In the concert’s introduction, Jaclyn Grossman, soprano and co-creator of The Shoah Songbook, said she found a recording of Ilse Weber’s music and it opened the gates to a “goldmine of extraordinary music.” Grossman said she was “disappointed that as a classical artist and as a Jewish person,” she had never heard any of these composers before.

When Ilse Weber—a poet and musician—was forced into a concentration camp, she worked as a nurse in the children’s infirmary and sang songs to the children there. When children in her care were ordered to a death camp, Weber volunteered to go with them. Legend goes she sang her lullaby “Weigela” in the gas chamber to soothe the children in their final moments, taking comfort in soothing others. Grossman sang “Weigela” gracefully and woefully, conjuring images of pastoral breezes and bright moonlight—a performance suggesting that “Weigela” is overdue to take its rightful place in the lullaby canon alongside the best-loved classics.

After the war, what remained of Weber’s music were fragments of melodies she would have accompanied herself on the guitar. Many had never been arranged for the piano by a Jewish composer until these thoughtful arrangements by pianist and co-creator Nate Ben-Horin, such as “Und der Regen rinnt” (And the rain falls)—an arrangement replete with tinkling notes in the upper register of the piano, like drops of rain hitting a tin roof. 

During the presentation, Ben-Horin recalled that the first thing he and Grossman had ever performed together was a set of songs by Wagner—an infamous anti-Semite. “There’s actually a long-standing tradition of anti-Semitism in classical music, not just Wagner,” Ben-Horin explained in the stream. “It’s really powerful to find music by Jewish composers because it gives us a point of identification within this tradition that we felt like we’d been missing.”

Grossman had command over a powerful range of expressive emotion throughout the concert. She sang Weber’s “Ade kamerad” with particular awe-inspiring exuberance and masterful rolled r’s, capturing the power of this music to bring light to the darkest places. She also recited gut-wrenching verses of Weber’s original poetry. As for the recording itself, video quality was crystalline and professional but the piano sounded distant, making Ben-Horin’s beautiful arrangements sound too quiet at times.

The jubilant music of Švenk, who continued to produce cabarets in the ghetto, ended the concert on a powerful and victorious note for those that survived to pass on his message: “And on the ruins of the ghetto shall we laugh!”

The next concert will be in November 2021, in time for the sombre anniversary of Kristallnacht.
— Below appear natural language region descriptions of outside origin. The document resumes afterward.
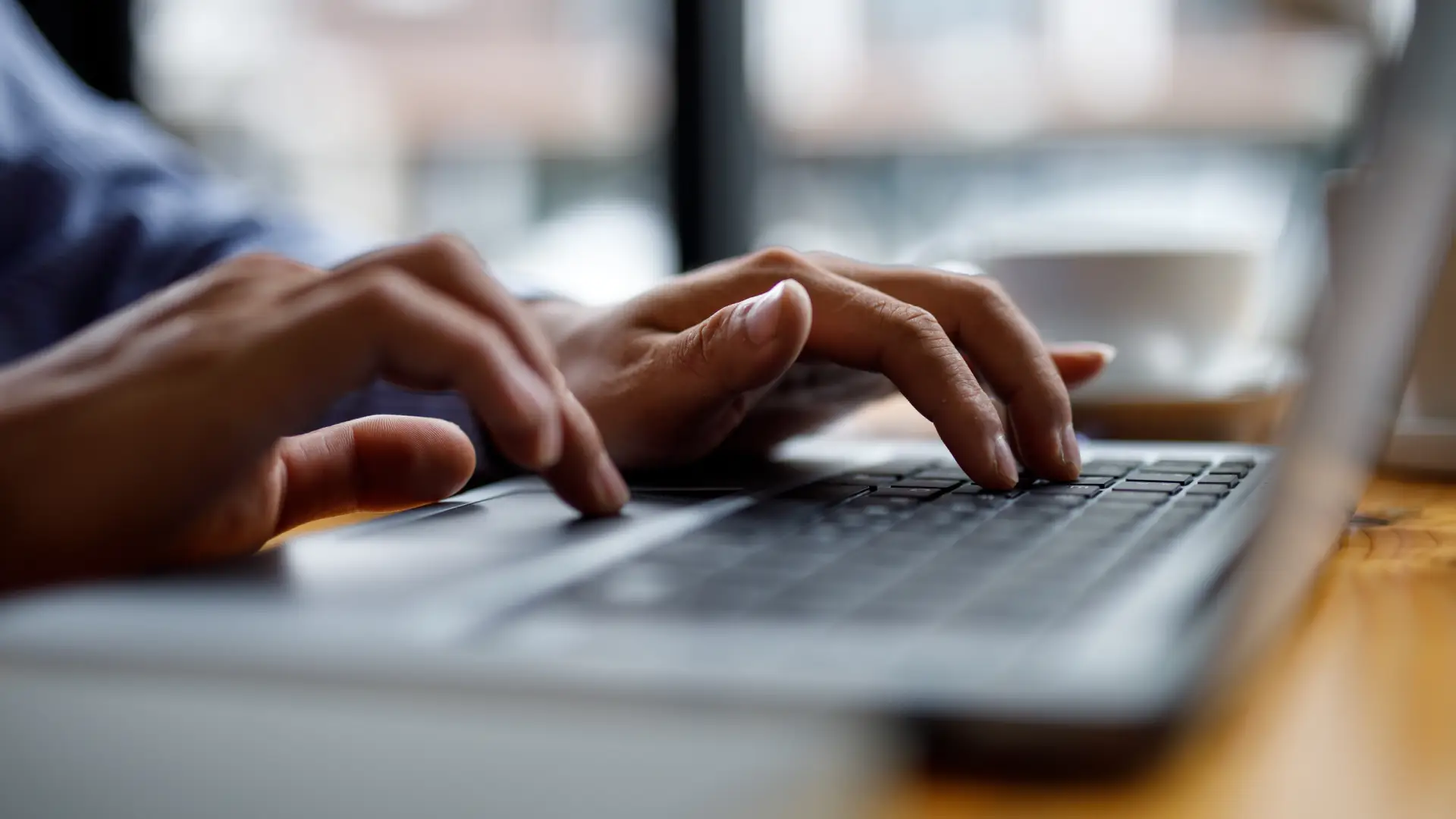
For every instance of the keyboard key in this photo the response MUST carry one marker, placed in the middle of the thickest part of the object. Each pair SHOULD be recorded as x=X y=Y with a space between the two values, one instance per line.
x=1119 y=494
x=918 y=483
x=1147 y=487
x=909 y=493
x=826 y=493
x=1076 y=490
x=1161 y=477
x=1181 y=465
x=1109 y=468
x=1209 y=490
x=862 y=480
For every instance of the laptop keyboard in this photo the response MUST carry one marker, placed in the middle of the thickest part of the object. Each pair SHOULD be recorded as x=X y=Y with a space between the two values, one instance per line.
x=918 y=544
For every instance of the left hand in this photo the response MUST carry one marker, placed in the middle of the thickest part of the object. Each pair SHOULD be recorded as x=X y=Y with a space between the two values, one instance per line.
x=758 y=349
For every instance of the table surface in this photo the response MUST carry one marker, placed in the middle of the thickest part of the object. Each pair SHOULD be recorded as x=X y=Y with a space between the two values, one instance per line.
x=1351 y=714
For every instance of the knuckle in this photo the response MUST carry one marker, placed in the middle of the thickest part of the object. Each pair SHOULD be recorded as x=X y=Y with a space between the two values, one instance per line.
x=783 y=261
x=695 y=354
x=449 y=248
x=915 y=321
x=378 y=289
x=987 y=292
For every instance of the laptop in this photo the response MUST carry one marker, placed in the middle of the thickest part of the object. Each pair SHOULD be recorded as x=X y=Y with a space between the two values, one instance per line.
x=1057 y=626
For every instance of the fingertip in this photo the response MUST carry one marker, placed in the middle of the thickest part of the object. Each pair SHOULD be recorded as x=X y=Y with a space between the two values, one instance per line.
x=1081 y=362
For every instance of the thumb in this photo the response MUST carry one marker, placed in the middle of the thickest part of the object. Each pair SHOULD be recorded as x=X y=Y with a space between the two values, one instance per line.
x=737 y=352
x=376 y=464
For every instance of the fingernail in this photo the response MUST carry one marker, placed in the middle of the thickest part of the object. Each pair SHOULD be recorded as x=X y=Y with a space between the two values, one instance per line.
x=1071 y=449
x=607 y=484
x=762 y=315
x=1005 y=461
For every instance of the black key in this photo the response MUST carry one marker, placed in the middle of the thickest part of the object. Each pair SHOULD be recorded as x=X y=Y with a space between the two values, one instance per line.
x=826 y=493
x=1147 y=487
x=912 y=493
x=878 y=503
x=1218 y=490
x=1161 y=477
x=918 y=483
x=1049 y=502
x=900 y=468
x=1119 y=494
x=1109 y=468
x=862 y=480
x=1112 y=464
x=943 y=474
x=1181 y=465
x=1078 y=490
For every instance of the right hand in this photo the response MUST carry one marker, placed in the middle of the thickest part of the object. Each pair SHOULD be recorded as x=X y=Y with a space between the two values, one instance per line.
x=158 y=436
Grossman says the repertoire will focus on music from the Kovno ghetto, specifically the music of Edwin Geist, a German composer and librettist banned from creating music in Nazi Germany. Geist created music including symphonic works, chamber music and opera before he was killed in the ghetto in 1942. After World War II, much of his music was lost in Germany but some survived in Lithuania.

“To our knowledge, his music has never been recorded and it has rarely—if ever—been performed,” Grossman wrote in an email to The WholeNote. “Bret Werb from the Washington Holocaust Memorial Museum shared his archived manuscript music with us, and [Ben-Horin] and I are working to decipher the music and re-notate it now.”

The Harold Green Jewish Theatre Company presented The Shoah Songbook Part One: Terezín online on April 4, 2021, featuring soprano/co-creator Jacyln Grossman, pianist/co-creator Nate Ben-Horin, creative directors Ilan Waldman and Madison Matthews, and audio engineer Jonathan Colalillo.

Leah Borts-Kuperman is a Toronto-based journalist whose arts reporting has also been featured in The Dance Current, Opera Canada and The Hoser. She has a Master's of Journalism from Ryerson University and a Bachelor's in Political Science and Art History from the University of Toronto.